DOI: https://doi.org/10.55373/mjchem.v26i3.81

Keywords: Photocatalytic degradation; Fourier Transform Infrared analysis; Response Surface Modeling; high-performance concrete; self-cleaning

Abstract

Photocatalytic degradation (PD) is one of the solutions to overcome concrete degradation, which uses additives, such as titanium dioxide (TiO2) and zinc oxide (ZnO), to break down pollutants when exposed to light. Fourier Transform Infrared (FTIR) analysis aids in the understanding of how these additives change chemical bonds, while Response Surface Modeling (RSM) predicts their effects on concrete mixes. This study aims to offer an insight into the photocatalytic behaviour of concrete under ultraviolet (UV) radiation by combining FTIR analysis and RSM. Photocatalytic properties were evaluated by assessing the degradation of Rhodamine B dye on concrete surfaces.

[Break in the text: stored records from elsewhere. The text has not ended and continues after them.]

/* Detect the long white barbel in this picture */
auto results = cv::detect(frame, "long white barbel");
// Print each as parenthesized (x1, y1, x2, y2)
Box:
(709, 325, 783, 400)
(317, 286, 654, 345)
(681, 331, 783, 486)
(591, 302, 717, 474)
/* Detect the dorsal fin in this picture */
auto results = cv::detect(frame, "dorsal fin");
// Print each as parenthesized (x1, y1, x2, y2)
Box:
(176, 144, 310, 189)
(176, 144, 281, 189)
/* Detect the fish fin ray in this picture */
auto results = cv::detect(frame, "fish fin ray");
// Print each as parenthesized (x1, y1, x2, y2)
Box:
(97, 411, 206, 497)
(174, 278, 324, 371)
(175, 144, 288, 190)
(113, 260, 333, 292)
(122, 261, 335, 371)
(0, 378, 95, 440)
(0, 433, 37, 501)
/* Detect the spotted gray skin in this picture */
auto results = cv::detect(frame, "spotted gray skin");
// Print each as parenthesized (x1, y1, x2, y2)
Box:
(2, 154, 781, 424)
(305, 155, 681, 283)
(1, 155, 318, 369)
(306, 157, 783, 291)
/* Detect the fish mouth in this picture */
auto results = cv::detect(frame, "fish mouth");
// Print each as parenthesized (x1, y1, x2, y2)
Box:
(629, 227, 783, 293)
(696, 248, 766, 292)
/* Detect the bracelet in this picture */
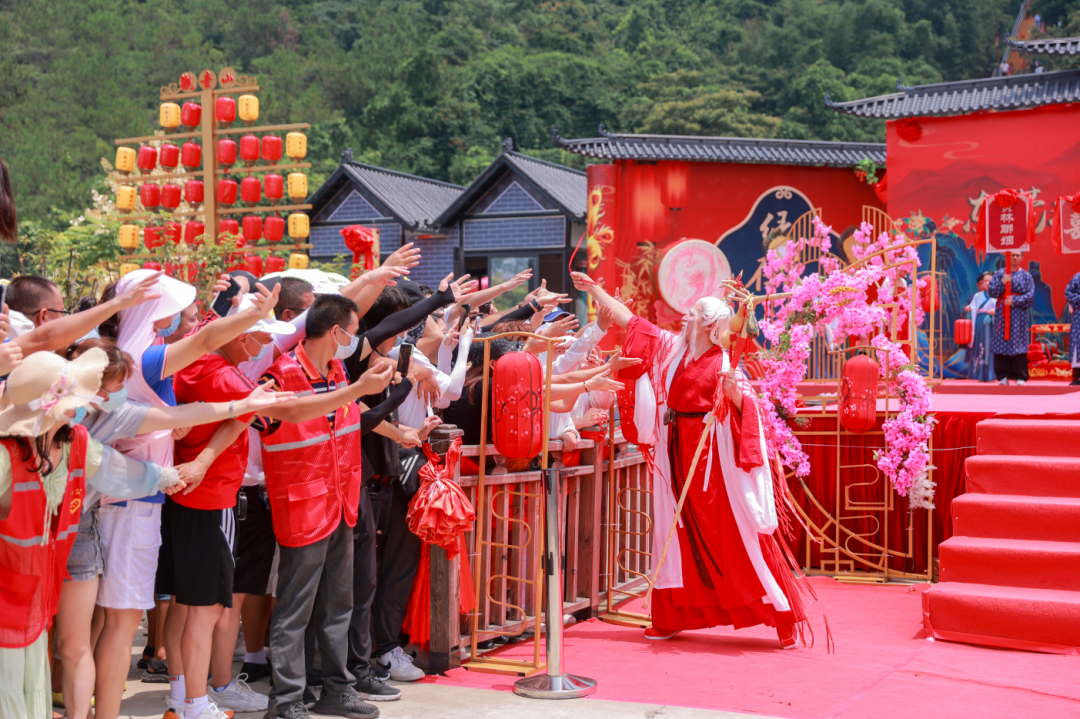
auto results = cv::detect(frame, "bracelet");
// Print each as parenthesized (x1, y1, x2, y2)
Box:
(582, 380, 589, 392)
(228, 400, 236, 419)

A total of 21 compositions of TiO2 and ZnO nanoparticles were developed using RSM. PD values, which range from 27 to 55%, indicate the self-cleaning ability of the concrete under UV light after 100 hours of exposure. FTIR analysis of high performance concrete mixes showed similarities in peaks at around 1,000 cm¬¬−1, which are associated with the presence of silica in the calcium silicate hydrate gel that is crucial for strength development during hydration. Differences in transmittance levels among the samples aided in gaining a clearer insight into the photocatalytic behaviour of the concrete. An analysis of variance revealed that a cubic model effectively characterizes the relationship between PD and TiO2 and ZnO contents with a high R2 value of 0.8353 and an F-value of 6.20, hence verifying the significance and accuracy of the model in representing the relationship between the variables.